Company officials said they think these are the kinds of programs most women want. But the Montgomery County chapter of the National Organization for Women has other ideas. President Marie McGlone said cable should deal with more pertinent issues, and she cited Phil Donahue's show on CBS as an example.
Although the cable company, Tribune-United of Montgomery County, has not issued its final plans for women's programming, it has revealed the ideas with which it is working.
In an exchange of letters with NOW, Tribune-United offered these tentative titles: "The Soaps," a daily review of the daytime soap operas; "You're Beautiful," featuring information on makeup, hair styles and other grooming; "The Super Shopper Show," offering help to bargain hunters; "Telephone Rouge," "In the Know," "You Magazine," "Alive and Well," and a variety of shows about beauty, health and women in careers.
McGlone said viewers can see such programs on commercial television and she hopes for something better on cable for women in Montgomery County.
"We're tired of the status quo," she said. "What are they going to do that's different?"
McGlone is pushing for programs that deal with "the changing roles of women and men." She said that NOW thinks good women's programming "fights sex stereotypes and raises issues pertaining to the broad spectrum of women's lives today."
Tribune-United, she said, has been reluctant to commit itself to programs that meet those requirements.
Sylvia Brown, chairman of the Montgomery County Women's Coalition, said cable television should put more emphasis than commercial networks on such subjects as the Equal Rights Amendment and career advancement for women.
But, she said, "It's a tough problem. Different women have different ideas . . . . You're never going to come up with what everybody believes is a women's program."
McGlone said her correspondence with Tribune-United Vice President Michael J. Pohl has not been satisfactory. "He Pohl simply will not hear what we're saying," she said. ". . . It smacks of the same old story: 'You women don't know what you want.' "
Said Pohl: "I don't understand their reaction. It's not in my best interest to give them a narrow selection. If there's something for everybody, then we have a better chance of getting subscribers."

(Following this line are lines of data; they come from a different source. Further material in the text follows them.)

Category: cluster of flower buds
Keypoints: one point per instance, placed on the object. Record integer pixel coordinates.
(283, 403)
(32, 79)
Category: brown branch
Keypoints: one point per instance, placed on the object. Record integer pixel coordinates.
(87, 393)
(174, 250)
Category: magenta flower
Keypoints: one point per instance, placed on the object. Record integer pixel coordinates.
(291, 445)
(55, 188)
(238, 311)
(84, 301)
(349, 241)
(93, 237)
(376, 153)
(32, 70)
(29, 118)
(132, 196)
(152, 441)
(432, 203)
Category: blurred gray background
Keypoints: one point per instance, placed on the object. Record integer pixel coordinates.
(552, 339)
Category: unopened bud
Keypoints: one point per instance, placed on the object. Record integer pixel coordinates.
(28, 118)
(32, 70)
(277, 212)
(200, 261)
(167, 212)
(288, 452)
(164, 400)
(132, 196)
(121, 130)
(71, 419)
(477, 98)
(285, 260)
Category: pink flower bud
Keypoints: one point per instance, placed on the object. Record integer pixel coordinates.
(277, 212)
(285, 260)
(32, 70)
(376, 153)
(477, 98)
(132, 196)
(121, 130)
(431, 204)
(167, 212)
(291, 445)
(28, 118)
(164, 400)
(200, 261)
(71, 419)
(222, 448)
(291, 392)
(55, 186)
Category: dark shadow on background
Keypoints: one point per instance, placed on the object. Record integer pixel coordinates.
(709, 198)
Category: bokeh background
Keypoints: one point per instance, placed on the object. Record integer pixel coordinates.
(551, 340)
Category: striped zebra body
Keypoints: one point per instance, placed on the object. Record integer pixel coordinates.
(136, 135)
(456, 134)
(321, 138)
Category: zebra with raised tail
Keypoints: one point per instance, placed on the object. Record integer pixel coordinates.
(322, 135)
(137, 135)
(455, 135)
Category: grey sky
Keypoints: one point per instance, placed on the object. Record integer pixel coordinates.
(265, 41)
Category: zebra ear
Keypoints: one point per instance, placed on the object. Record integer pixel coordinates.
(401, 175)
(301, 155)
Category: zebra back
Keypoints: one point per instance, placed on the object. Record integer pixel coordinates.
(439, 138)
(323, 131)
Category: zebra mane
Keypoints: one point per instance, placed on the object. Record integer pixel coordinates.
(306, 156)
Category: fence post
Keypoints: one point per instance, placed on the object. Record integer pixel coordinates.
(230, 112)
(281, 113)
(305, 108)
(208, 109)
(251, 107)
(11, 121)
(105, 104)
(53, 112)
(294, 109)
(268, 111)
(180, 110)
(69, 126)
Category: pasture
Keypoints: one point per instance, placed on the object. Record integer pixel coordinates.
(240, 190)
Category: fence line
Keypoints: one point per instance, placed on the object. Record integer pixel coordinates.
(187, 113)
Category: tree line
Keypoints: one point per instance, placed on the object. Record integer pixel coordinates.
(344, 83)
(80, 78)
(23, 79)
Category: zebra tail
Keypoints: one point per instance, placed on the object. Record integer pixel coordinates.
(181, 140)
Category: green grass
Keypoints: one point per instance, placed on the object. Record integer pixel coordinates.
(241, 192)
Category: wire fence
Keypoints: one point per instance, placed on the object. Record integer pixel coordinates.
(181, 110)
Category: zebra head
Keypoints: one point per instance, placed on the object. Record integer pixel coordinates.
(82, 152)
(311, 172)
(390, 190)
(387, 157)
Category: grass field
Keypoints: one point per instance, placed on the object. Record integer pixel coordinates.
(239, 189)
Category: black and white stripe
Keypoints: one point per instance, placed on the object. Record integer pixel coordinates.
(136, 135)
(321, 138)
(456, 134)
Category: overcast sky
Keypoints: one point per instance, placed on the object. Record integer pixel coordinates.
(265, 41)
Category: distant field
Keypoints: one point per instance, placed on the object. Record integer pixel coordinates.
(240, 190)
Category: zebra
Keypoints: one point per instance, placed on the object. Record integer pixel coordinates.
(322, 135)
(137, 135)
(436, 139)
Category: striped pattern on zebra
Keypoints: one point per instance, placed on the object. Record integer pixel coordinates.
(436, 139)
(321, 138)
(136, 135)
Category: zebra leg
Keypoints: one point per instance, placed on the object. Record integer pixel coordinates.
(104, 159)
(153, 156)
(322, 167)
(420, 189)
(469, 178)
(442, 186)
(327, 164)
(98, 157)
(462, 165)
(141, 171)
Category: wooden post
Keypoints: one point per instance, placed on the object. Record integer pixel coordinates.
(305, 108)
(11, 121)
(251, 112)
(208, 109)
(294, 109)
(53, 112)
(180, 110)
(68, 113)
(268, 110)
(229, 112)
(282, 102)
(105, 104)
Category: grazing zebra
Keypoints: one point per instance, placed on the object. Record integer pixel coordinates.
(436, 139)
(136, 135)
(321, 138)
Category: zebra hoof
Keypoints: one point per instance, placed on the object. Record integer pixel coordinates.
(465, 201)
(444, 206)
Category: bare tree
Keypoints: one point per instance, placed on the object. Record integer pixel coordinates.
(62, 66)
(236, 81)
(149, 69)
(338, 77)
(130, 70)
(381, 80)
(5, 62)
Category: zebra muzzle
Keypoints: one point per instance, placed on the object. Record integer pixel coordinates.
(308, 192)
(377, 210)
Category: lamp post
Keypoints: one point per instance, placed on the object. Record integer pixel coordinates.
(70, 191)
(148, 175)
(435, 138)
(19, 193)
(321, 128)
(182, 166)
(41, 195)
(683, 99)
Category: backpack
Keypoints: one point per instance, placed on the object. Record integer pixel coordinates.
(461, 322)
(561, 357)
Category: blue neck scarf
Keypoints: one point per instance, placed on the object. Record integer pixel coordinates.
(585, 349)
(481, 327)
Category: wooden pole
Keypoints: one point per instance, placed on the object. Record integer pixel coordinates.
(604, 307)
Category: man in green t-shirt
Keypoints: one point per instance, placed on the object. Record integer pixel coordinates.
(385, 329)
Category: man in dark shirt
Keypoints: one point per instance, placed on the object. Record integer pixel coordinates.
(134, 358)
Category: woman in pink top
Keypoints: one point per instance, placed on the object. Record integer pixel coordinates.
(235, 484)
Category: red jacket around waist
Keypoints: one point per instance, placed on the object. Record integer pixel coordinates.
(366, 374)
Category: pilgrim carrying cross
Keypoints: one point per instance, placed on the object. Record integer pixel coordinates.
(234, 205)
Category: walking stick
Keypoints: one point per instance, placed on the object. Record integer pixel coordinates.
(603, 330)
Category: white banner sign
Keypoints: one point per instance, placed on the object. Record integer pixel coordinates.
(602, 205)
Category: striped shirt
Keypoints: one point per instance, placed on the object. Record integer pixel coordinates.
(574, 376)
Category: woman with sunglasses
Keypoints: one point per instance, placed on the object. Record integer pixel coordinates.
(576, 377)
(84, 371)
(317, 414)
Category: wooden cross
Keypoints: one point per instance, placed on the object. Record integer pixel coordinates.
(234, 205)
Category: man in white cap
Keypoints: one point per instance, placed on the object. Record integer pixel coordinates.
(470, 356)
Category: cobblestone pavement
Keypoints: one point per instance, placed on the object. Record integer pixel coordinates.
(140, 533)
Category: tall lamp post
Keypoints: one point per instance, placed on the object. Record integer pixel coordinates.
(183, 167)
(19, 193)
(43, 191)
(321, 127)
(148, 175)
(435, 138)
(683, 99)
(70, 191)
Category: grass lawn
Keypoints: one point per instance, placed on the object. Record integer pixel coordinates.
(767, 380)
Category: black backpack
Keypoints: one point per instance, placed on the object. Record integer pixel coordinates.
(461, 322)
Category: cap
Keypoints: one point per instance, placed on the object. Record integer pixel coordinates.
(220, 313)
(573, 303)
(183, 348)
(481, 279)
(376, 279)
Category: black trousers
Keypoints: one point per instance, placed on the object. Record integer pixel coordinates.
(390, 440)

In December, Pohl wrote McGlone a six-page letter saying Tribune-United plans to air at least 140 hours of women's programs each week. He also said his company had talked with women's groups and that there "appeared to be no consensus as to what constitutes 'women's programming.' " But he held out a carrot: he said Tribune-United would be willing to broadcast a national women's channel, if one is produced, and he promised Montgomery County women access on one of Tribune-United's public channels.
David L. Scull, president of the Montgomery County Council, said the council will consider ideas proposed by women's groups and minority organizations and some may be included in the formal contract with Tribune-United, which the council is working on now.
Pohl said it will be at least 18 months after the contract is signed before any homes in Montgomery begin getting cable programming. He said Tribune-United hopes to sign up 217,000 homes in the first four years of the contract.
County Executive Charles W. Gilchrist awarded the franchise to Tribune-United, a New Jersey firm, last October.